Monitoring Splunk

Which 'should' perform better? Multiple smaller searches time frames or single large search time frames

Lucas_K
Motivator

I have a search performance issue that i'm running into with larger time frame searches in which the time taken is not a linear function of the number of events.

I have a dashboard that populates using a user defined time picker.

Time taken to load depending on time range selected.
1 day = 4-5 seconds.
7 days = 20 seconds.
30 days = 288 seconds.

Anything that takes longer than about 30 seconds is pretty much a candidate for summary indexing so i'll ditch the 30 day scenario for the moment.

I've checked to see which buckets these events are searched from and have determined that the performance difference between hot/warm and cold is not that significant. By this I mean that I can look for events for a single day 30 days ago and its about the same time

So my experiments into improving performance by splitting the searches so they use more cpu's (foo and bar are changed each time as to try and not hit cached events).

A multi append search
ie.

index=blah sourcetype=blah "foo" "bar" earliest=-2d@d latest=-1d@d | eval series="SearchNumberOne"  
| append [ search index=blah sourcetype=blah "foo" "bar" earliest=-3d@d latest=-2d@d | eval series="SearchNumberTwo" ] 
| append [ search index=blah sourcetype=blah "foo" "bar" earliest=-4d@d latest=-3d@d | eval series="SearchNumberThree" ] 
| append [ search index=blah sourcetype=blah "foo" "bar" earliest=-5d@d latest=-4d@d | eval series="SearchNumberFour" ] 
| append [ search index=blah sourcetype=blah "foo" "bar" earliest=-6d@d latest=-5d@d | eval series="SearchNumberFive" ] 
| append [ search index=blah sourcetype=blah "foo" "bar" earliest=-7d@d latest=-6d@d | eval series="SearchNumberSix" ] 
| append [ searchindex=blah sourcetype=blah "foo" "bar" earliest=-8d@d latest=-7d@d | eval series="SearchNumberSeven" ] 

As expected this runs poorly due to the base search waiting on subsearches to return.

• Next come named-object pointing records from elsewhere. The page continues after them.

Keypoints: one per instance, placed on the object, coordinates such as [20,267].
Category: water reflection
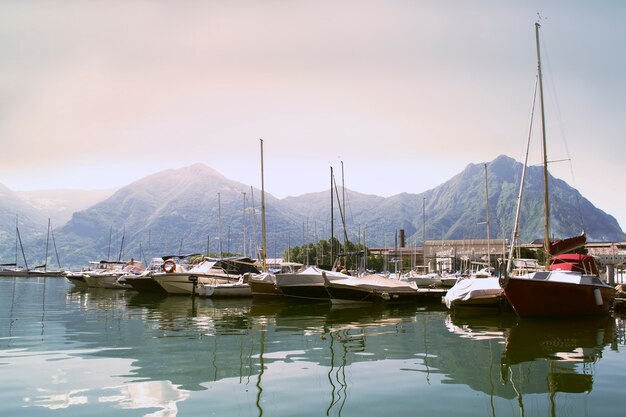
[100,351]
[527,357]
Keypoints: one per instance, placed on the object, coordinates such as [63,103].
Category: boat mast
[487,220]
[515,236]
[546,241]
[263,231]
[219,223]
[424,233]
[45,263]
[17,233]
[332,226]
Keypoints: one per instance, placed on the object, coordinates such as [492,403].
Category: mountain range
[196,208]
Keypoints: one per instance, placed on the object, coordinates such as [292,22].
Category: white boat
[431,279]
[87,277]
[570,285]
[143,281]
[176,278]
[107,273]
[264,284]
[469,292]
[228,290]
[374,288]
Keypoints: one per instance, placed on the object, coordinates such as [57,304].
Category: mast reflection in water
[110,352]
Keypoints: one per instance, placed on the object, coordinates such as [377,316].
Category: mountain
[186,210]
[60,204]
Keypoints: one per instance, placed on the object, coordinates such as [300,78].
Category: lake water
[65,352]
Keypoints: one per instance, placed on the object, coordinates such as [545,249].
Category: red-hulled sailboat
[570,285]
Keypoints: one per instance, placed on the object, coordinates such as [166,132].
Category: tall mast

Time : 41 seconds. Now I don't know if each of the subseaches run sequentially or in parallel in comparison to each other. I do know the base search will wait on the subsearches to return their events.

I've also tried separating the search so that the dashboard spawns multiple searches in different time frames.

Dashboard 1. 1 single 7 day search.
Dashboard 2. 7 single 1 day (different time frame) searches.

The result.
Dashboard 1 takes ~ 19 seconds to load.
Dashboard 2 takes 6 seconds in total to load!(each individual search differs by 1-2 seconds).

This surprised me as I would have thought that the indexers should be working more efficiently doing a larger time scale than having separate jobs that look at events close to each other.

Based off the time taken for dashboard #2 it would suggest that the indexers CAN retrieve all events within the -7d@d time span within 6 seconds its just the method by which its split for that single search is not as resource efficient (be it cpu or disk issues). The down side is the expense of blasting both the search head and index with multiple searches at the same time.

So my question ... 100 duck sized horses (smaller time frame searches) or 1 horse sized duck (1 massive time frame search)?

0 Karma

HiroshiSatoh
Champion

I think "Search job inspector" and give us a hint.Or, to present the results of the "Search job inspector", it might be better.By the way, Is "larger time frame searches" in my results.

0 Karma

HiroshiSatoh
Champion

For AJAX,please try to read, if you do not know.

http://dev.splunk.com/view/SP-CAAADSY

0 Karma

HiroshiSatoh
Champion

Interest has been in the performance of the Splunk during the parallel processing. Do not monitor resources while loading the dashboard "(SoS) Splunk on Splunk"?

0 Karma

Lucas_K
Motivator

The only difference in the job inspector is time taken for dispatch.stream.remote and that is because the time frames is longer.